Relocating the problem
It is assumed children born of commercial surrogacy in Australia will have access to complete and accurate information, but there are no laws that compel parents to tell their children about their origins in the case of adoption or donor conception.
Overseas commercial arrangements can be expensive, especially in the United States, a first world country. Conditions in many countries are not regulated, lack transparency, are exploitative and do not require standards in record keeping – the release of information (if it exists) is arbitrary. Overseas surrogacy is financially and ethically risky for everybody. But legalising commercial surrogacy in Australia won’t fix this.
Making surrogacy affordable and competitive against cheap Asian options shifts the potential for exploitation to Australian surrogates rather than addressing it. The very low rates of altruistic surrogacy indicate that unless motivated by a deep personal connection between surrogate and commissioning parents, most Australian women consider the risks, inconvenience and potential emotional and health complications of surrogacy to be too much.

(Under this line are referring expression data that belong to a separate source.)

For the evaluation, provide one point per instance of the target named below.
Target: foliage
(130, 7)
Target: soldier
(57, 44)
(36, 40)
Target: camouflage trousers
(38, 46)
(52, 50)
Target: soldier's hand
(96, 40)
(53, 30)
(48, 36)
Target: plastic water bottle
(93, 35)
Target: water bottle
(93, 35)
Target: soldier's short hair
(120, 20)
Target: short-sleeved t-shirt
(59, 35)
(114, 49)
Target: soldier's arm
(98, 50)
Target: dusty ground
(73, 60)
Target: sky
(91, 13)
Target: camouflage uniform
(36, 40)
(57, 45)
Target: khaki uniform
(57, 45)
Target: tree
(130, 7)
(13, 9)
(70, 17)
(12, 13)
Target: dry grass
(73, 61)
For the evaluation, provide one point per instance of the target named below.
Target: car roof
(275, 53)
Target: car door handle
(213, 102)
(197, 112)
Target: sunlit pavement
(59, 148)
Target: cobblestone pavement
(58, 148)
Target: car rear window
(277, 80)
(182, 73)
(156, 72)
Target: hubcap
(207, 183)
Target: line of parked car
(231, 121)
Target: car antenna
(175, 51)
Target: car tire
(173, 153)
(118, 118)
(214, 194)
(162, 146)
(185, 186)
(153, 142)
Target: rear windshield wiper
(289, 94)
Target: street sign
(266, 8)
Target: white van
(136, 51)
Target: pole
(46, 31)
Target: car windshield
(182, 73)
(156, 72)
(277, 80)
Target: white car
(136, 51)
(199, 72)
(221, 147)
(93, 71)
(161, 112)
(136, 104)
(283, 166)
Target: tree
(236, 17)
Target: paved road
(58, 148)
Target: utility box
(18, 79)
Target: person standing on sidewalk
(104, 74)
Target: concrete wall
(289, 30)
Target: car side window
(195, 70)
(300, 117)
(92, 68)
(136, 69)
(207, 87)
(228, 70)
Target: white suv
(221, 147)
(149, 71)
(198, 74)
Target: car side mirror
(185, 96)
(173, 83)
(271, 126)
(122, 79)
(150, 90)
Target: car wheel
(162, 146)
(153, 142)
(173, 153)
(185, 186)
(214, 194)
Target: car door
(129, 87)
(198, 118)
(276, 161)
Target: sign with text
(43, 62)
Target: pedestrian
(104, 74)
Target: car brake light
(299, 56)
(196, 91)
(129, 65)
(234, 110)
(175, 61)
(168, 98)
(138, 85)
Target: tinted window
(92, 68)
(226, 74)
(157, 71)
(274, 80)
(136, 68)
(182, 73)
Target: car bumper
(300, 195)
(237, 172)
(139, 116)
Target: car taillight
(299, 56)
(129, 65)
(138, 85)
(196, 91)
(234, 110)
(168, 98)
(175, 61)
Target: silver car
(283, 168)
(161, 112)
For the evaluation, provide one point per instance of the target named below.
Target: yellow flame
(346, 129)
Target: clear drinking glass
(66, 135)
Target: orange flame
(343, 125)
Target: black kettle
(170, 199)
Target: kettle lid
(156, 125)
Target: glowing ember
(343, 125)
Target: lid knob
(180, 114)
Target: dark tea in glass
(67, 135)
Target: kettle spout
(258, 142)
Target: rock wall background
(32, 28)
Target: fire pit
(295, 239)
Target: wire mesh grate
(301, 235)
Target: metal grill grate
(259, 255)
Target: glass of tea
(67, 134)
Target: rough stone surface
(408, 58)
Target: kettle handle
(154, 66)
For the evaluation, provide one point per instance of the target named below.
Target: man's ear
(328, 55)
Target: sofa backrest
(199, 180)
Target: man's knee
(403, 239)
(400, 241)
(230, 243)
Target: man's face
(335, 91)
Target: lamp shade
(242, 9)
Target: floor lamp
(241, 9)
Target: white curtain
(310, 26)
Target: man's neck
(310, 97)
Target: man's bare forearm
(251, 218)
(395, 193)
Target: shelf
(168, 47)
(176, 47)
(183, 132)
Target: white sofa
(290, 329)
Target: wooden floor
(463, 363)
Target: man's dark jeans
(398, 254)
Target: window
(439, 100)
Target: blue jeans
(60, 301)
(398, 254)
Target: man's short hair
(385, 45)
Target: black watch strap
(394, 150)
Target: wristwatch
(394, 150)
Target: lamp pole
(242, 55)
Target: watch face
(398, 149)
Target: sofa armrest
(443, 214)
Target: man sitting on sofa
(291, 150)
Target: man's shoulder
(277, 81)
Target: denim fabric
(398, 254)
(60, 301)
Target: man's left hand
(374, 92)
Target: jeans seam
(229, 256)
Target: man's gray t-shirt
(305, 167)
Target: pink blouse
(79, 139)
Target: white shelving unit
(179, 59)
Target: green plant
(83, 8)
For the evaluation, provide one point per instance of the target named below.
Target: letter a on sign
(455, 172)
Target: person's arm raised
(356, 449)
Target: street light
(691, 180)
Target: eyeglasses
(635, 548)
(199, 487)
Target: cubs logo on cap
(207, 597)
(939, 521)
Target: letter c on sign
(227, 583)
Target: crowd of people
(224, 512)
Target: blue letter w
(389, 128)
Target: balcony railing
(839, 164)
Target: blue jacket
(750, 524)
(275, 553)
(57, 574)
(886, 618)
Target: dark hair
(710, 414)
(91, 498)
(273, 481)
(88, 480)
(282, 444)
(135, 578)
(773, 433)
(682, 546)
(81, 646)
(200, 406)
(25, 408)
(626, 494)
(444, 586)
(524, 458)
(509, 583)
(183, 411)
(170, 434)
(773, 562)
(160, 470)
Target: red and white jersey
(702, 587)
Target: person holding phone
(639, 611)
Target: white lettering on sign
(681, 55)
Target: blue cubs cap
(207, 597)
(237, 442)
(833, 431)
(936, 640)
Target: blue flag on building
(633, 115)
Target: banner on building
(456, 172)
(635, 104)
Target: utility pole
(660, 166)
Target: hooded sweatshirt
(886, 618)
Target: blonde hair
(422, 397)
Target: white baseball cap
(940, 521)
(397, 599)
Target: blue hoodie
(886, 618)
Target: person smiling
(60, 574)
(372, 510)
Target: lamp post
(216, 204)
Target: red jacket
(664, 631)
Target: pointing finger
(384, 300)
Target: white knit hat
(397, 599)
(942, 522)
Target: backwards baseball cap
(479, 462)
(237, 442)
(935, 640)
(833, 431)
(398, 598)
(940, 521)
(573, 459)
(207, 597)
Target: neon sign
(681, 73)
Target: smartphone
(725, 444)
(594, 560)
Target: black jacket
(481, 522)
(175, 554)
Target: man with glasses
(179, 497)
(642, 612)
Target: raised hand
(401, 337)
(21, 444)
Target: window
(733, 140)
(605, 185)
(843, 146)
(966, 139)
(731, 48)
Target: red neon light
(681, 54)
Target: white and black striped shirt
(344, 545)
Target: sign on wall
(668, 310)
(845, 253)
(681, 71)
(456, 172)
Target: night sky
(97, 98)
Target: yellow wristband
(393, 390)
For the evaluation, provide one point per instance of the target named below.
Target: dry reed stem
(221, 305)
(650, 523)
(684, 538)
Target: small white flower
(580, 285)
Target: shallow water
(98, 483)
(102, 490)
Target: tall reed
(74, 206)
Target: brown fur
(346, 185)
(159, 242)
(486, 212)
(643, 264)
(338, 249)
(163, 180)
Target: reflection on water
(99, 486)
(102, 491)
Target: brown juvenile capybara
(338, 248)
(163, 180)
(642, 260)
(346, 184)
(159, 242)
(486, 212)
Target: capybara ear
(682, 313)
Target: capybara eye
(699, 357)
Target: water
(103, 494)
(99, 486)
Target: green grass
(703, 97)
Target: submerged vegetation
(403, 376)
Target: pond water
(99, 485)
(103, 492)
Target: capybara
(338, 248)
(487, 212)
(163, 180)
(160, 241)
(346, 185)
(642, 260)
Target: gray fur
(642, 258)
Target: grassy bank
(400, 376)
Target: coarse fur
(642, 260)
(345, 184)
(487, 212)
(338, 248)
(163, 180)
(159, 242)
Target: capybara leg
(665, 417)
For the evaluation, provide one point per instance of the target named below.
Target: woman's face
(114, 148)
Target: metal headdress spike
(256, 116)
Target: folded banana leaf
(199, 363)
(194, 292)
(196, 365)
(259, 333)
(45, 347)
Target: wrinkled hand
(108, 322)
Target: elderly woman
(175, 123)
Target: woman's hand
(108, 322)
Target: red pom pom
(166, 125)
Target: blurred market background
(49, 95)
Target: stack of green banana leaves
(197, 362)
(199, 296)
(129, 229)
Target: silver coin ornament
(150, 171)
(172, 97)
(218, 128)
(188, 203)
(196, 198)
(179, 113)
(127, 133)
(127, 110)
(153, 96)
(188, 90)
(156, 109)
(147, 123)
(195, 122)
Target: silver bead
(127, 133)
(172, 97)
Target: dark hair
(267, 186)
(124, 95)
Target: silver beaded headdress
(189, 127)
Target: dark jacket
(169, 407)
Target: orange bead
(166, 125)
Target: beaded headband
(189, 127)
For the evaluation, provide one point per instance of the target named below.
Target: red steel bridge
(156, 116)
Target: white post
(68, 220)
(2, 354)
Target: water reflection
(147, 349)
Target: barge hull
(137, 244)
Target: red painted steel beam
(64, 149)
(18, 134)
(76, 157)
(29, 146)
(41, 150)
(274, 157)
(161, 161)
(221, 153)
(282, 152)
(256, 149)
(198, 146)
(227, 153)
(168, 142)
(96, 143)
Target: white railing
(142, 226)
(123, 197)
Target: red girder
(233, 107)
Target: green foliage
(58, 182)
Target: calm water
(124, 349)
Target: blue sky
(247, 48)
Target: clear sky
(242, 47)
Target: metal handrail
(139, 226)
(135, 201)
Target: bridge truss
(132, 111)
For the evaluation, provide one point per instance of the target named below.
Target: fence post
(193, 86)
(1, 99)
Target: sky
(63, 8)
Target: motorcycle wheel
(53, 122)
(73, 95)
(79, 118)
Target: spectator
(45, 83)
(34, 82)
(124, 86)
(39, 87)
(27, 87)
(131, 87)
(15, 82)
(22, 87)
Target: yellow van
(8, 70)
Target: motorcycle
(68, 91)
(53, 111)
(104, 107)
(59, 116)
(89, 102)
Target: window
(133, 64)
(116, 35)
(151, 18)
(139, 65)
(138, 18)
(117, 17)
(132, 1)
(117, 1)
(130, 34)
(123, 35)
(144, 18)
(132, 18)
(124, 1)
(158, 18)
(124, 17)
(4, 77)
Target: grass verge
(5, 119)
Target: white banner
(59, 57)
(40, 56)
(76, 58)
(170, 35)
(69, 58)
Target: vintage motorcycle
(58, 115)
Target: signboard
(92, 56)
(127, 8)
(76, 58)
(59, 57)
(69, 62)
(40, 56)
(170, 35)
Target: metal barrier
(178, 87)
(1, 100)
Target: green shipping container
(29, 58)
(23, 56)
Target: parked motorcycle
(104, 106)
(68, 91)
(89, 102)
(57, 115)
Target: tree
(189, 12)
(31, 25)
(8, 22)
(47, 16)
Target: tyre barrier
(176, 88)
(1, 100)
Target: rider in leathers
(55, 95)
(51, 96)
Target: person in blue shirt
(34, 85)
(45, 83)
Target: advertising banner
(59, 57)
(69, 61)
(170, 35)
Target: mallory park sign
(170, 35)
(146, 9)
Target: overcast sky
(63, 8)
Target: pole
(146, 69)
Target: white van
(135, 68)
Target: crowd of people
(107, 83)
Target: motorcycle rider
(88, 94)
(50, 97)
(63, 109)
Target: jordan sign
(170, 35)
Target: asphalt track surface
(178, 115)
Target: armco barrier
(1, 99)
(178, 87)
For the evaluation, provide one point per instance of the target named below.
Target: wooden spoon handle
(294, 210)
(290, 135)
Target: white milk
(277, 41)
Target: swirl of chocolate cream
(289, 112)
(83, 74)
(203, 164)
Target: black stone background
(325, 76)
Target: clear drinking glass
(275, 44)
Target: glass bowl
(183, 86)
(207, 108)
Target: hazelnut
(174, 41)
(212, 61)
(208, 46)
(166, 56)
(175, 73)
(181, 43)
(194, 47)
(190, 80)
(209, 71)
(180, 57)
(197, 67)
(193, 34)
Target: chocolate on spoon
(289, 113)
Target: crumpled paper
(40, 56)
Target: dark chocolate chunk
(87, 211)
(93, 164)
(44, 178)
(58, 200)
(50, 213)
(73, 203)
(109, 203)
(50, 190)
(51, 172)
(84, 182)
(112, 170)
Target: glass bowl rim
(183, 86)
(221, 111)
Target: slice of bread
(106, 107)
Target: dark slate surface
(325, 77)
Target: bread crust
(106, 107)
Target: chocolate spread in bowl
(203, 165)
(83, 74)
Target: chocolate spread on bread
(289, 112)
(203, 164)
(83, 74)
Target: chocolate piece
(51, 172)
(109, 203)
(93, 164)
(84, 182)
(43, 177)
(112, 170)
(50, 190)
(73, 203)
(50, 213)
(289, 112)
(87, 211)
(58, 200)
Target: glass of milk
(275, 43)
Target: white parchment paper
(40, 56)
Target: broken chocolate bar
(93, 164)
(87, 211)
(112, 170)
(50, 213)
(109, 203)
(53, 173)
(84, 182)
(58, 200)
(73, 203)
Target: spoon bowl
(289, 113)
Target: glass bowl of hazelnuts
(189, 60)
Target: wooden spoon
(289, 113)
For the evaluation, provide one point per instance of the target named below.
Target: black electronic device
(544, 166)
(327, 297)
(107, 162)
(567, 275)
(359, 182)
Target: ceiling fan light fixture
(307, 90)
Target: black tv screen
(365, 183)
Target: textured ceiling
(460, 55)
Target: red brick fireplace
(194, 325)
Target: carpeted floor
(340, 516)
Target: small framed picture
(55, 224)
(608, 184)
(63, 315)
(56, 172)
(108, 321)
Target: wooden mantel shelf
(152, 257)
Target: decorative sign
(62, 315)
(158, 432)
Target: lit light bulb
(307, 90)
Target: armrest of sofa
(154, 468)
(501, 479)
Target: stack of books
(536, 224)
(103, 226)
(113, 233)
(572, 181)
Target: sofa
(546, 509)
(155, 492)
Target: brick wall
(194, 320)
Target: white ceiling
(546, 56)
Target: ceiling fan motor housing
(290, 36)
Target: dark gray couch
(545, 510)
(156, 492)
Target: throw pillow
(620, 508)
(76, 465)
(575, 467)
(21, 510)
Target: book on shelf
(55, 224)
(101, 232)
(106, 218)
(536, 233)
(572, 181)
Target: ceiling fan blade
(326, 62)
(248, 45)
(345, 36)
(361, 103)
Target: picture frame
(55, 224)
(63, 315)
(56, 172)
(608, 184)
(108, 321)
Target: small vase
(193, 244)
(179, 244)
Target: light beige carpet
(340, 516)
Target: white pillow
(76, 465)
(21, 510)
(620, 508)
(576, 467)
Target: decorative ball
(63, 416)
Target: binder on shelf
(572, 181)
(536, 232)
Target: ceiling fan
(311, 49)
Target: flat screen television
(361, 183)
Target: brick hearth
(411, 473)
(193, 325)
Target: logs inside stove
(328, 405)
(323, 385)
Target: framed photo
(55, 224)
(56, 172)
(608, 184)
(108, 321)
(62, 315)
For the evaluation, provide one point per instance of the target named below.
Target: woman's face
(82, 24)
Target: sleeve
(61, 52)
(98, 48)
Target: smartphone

Educated, skilled and employed women are unlikely to subject themselves to the demands and risks of pregnancy to fulfil the aspirations of others. This leaves the likely Australian candidates for commercial arrangements as less educated women with fewer skills and employment prospects. While Australia is not a developing country, differences in wealth and power create a dynamic ripe for exploitation.
Properly calculating the real costs for surrogates while ensuring profit for private legal and medical practitioners will not make costs cheaper than Asia or the Americas.
Carrying a child to term is a nine-month, 24-hour-a-day undertaking. It brings discomfort, inconvenience and health risks, and precludes other activities.
Then, of course, there are costs before pregnancy and after birth. Not covering all costs, or costed at less than appropriate rates, will exploit the most vulnerable and powerless in our society. Clinics might turn to importing poor women from overseas as we see egg donors coming into the country now.
The current legislative prohibitions on commercial surrogacy are not working, but there is no evidence that commercialising surrogacy in Australia will solve overseas exploitation. Many commissioning parents in countries where commercial surrogacy exists still go overseas.
Commercialisation will not prevent inappropriate people from accessing children, as in the Baby Gammy case, because there is little focus on the well-being of the children in any legislation or in national and international discussions. The voices of “consumers” dominate these debates.
Legalising commercial surrogacy in Australia will not necessarily prevent the exploitation of women nor ensure the well-being of children under proposed changes to the laws. It will simply change the site at which the exploitation takes place.